Accordingly, for purposes of bringing this habeas petition, it was unnecessary for Daniel to appeal the denial of his post-conviction petition.
This adverse precedent is not mitigated by Taylor v. Gilmore, 954 F.2d 441 (7th Cir. 1992), where the Seventh Circuit, also relying on the Teague retroactivity principles, held that the holding of Falconer -- that the Illinois murder/manslaughter pattern jury instructions violated the Due Process Clause -- is entitled to retroactive application. Id. at 453. Illinois courts are not bound by decisions of federal courts other than the United State Supreme Court. People v. Brisbon, 129 Ill. 2d 200, 544 N.E.2d 297, 308, 135 Ill. Dec. 801 (1989). Therefore, an Illinois appellate court considering Daniel's post-conviction petition must follow the Illinois Supreme Court's decision in Flowers, and not the Seventh Circuit's decision in Taylor.
Although the Seventh Circuit's opinion in Taylor is not precedent that an Illinois court must follow, it is binding on this court. In light of the holding in Taylor that Falconer be applied retroactively, this court finds Falconer applicable to this case despite the fact that Daniel's conviction became final prior to Falconer.
As for the "actual prejudice" prong of the procedural default bar to federal habeas claims, the Seventh Circuit has found that the constitutional errors in the Illinois murder/manslaughter pattern jury instructions are "inherently prejudicial." Taylor v.
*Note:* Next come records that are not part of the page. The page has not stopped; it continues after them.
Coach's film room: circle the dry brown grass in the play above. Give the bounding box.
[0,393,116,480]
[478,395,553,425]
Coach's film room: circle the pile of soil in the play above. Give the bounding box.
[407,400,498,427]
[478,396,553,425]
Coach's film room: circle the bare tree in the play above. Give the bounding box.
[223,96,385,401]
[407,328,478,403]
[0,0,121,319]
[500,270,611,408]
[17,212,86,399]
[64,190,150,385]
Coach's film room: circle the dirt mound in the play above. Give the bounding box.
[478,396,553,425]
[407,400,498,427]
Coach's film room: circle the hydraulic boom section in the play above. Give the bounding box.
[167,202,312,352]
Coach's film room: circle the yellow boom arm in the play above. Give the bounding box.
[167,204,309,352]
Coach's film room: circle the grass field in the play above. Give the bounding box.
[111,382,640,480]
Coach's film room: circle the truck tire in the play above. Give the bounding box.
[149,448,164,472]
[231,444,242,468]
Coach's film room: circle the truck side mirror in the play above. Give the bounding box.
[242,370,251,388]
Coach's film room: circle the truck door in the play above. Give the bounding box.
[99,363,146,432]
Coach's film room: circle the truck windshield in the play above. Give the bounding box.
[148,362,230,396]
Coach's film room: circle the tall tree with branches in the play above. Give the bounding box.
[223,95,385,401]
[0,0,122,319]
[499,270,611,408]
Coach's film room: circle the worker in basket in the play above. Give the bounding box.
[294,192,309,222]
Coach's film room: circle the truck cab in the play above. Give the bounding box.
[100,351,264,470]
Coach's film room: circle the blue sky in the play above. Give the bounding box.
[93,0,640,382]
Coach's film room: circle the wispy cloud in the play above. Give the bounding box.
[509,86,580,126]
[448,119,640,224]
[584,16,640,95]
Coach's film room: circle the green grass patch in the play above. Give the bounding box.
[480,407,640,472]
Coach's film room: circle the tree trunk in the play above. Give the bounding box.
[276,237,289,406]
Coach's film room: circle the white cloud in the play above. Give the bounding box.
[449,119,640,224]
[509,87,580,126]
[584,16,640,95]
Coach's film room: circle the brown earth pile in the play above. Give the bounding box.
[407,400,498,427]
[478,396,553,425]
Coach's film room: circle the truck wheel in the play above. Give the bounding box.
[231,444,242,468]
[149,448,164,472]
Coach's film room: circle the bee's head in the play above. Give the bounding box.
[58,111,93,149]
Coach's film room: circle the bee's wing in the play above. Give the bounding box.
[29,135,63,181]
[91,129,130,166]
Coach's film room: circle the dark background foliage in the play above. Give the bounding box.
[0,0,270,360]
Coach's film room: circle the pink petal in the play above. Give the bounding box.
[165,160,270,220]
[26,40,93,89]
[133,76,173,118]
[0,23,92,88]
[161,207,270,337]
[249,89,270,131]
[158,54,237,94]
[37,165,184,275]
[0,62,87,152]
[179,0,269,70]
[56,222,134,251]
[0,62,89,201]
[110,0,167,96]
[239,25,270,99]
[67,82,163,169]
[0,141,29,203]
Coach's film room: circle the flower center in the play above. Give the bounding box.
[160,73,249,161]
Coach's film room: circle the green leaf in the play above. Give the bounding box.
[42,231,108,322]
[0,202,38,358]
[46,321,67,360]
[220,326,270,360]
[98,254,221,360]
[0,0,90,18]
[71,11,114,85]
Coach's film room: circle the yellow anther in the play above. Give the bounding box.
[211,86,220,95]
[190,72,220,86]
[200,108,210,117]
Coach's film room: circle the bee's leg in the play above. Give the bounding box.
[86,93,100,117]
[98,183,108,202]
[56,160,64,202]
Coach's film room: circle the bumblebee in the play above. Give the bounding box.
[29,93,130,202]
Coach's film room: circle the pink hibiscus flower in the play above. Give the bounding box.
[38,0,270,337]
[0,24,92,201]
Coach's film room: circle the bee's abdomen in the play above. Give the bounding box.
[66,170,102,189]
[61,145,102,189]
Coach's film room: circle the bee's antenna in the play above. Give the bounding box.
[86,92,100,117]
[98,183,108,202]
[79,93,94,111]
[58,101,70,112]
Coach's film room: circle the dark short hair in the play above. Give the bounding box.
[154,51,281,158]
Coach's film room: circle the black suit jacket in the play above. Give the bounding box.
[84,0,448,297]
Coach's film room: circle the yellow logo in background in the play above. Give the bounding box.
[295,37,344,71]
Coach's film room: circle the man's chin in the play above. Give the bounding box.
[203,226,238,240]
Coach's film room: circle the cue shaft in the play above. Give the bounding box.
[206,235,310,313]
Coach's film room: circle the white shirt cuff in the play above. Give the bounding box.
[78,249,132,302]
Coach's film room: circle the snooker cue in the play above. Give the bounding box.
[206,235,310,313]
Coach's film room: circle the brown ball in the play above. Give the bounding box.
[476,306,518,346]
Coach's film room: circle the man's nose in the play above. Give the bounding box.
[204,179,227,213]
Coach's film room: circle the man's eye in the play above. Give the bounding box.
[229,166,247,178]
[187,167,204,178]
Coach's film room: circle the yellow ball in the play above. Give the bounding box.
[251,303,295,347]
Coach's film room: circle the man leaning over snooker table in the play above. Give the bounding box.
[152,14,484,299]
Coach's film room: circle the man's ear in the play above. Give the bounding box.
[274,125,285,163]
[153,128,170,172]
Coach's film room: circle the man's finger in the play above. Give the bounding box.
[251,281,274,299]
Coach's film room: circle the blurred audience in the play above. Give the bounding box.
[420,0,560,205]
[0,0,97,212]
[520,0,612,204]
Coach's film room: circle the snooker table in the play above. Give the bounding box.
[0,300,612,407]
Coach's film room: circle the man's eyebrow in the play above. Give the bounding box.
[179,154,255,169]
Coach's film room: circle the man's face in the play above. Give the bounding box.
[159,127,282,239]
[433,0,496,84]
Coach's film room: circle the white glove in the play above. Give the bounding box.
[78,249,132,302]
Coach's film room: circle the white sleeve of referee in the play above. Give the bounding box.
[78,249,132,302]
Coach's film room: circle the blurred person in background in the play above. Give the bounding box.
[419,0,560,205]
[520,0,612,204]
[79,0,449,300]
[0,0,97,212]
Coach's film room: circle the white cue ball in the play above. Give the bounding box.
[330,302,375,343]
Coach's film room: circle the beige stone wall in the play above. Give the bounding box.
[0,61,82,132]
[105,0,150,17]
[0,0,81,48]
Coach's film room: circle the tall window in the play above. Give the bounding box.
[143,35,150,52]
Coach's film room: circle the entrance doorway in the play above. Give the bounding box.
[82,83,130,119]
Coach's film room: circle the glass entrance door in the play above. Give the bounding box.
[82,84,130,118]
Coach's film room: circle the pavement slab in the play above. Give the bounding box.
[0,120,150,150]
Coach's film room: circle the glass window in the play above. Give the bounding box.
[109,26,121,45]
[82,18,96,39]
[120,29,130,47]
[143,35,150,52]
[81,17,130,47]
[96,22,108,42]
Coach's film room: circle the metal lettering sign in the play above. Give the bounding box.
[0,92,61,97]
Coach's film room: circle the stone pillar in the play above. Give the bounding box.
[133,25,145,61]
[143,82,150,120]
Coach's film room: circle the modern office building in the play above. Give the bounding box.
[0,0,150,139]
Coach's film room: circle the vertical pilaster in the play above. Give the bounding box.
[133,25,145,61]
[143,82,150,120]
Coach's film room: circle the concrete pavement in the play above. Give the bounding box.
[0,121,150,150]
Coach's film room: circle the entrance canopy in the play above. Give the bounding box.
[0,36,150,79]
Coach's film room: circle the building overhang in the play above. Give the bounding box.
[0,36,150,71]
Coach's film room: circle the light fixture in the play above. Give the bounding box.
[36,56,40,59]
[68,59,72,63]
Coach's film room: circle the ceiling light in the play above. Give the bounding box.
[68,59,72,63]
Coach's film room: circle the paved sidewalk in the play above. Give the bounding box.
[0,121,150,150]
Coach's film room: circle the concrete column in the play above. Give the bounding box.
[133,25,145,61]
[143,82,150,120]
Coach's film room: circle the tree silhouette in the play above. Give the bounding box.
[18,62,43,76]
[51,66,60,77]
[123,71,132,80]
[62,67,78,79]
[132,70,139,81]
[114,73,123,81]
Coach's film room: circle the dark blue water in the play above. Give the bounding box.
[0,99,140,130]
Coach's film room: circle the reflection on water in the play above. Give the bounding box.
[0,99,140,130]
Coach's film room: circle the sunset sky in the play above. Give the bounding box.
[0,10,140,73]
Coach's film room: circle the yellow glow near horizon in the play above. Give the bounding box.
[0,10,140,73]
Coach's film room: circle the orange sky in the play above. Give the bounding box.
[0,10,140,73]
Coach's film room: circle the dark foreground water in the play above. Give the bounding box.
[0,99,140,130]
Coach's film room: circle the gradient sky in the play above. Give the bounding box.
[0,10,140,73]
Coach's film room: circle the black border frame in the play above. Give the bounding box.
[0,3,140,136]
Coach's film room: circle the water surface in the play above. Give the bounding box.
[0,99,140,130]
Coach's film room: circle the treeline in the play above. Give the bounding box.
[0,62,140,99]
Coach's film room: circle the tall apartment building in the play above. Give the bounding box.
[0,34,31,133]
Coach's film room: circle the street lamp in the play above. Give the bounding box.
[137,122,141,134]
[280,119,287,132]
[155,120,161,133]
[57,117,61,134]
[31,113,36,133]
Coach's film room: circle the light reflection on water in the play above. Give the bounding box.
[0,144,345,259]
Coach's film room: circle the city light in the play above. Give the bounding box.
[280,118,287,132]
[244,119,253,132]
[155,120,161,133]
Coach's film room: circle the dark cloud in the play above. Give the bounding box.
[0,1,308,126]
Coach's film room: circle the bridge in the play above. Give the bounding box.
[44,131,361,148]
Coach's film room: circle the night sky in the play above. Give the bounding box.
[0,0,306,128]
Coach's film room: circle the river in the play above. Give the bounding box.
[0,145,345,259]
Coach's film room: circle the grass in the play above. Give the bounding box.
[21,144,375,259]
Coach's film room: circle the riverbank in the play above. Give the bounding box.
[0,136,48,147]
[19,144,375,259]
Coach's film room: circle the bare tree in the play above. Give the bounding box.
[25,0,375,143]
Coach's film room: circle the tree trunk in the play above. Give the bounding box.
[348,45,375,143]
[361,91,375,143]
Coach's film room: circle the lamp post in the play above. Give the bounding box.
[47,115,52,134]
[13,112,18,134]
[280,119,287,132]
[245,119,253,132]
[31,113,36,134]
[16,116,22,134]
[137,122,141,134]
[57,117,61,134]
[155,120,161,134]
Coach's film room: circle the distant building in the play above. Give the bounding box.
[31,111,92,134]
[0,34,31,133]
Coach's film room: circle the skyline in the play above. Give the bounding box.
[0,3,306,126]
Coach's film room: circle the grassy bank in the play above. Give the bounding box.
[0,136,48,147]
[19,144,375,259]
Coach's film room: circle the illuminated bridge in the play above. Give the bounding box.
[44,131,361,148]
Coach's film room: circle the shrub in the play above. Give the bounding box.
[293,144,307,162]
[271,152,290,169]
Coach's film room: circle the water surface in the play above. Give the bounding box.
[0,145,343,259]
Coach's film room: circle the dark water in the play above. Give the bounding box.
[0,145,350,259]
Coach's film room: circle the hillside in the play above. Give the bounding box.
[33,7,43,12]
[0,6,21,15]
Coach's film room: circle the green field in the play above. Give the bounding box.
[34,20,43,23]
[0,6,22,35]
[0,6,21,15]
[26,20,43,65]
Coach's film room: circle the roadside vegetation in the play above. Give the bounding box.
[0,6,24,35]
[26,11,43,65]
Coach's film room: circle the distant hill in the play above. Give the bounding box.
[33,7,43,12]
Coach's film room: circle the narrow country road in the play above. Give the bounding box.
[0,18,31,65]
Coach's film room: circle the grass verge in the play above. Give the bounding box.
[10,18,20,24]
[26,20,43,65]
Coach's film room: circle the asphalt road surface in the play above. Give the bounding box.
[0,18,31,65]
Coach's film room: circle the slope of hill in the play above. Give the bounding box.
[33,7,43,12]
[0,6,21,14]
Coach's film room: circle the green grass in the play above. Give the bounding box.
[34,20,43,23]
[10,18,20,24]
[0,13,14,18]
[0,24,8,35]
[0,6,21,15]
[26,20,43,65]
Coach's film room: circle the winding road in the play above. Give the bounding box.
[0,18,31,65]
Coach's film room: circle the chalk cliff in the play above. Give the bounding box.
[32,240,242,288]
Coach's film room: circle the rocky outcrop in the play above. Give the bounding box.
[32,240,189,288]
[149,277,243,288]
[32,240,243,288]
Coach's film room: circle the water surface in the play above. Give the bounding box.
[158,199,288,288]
Gilmore, 954 F.2d at 454; Fleming, 924 F.2d at 683; Rose, 910 F.2d at 403; Falconer, 905 F.2d at 1137. Furthermore, the trial judge, by granting Daniel's request for a voluntary manslaughter instruction, apparently believed that there was enough evidence to support such a verdict. Because of the inherent prejudice, the court must reject the State's contention that the use of the jury instructions at issue constituted harmless error.
For these reasons, Daniel's petition for a writ of habeas corpus is GRANTED. The writ shall issue unless the State of Illinois has petitioner resentenced for voluntary manslaughter or retries him within 120 days of this order. See Falconer, 905 F.2d at 1137.
JAMES F. HOLDERMAN
United States District Judge
DATED: April 7, 1992
JUDGMENT IN A CIVIL CASE
IT IS ORDERED AND ADJUDGED that petitioner, Erwin Daniel's petition for writ of habeas corpus is granted. The writ shall issue unless the State of Illinois has petitioner resentenced for voluntary manslaughter or retries him within 120 days of this order.
This cause of action is dismissed in its entirety.
There being no just reason for delay, this is a final and appealable order.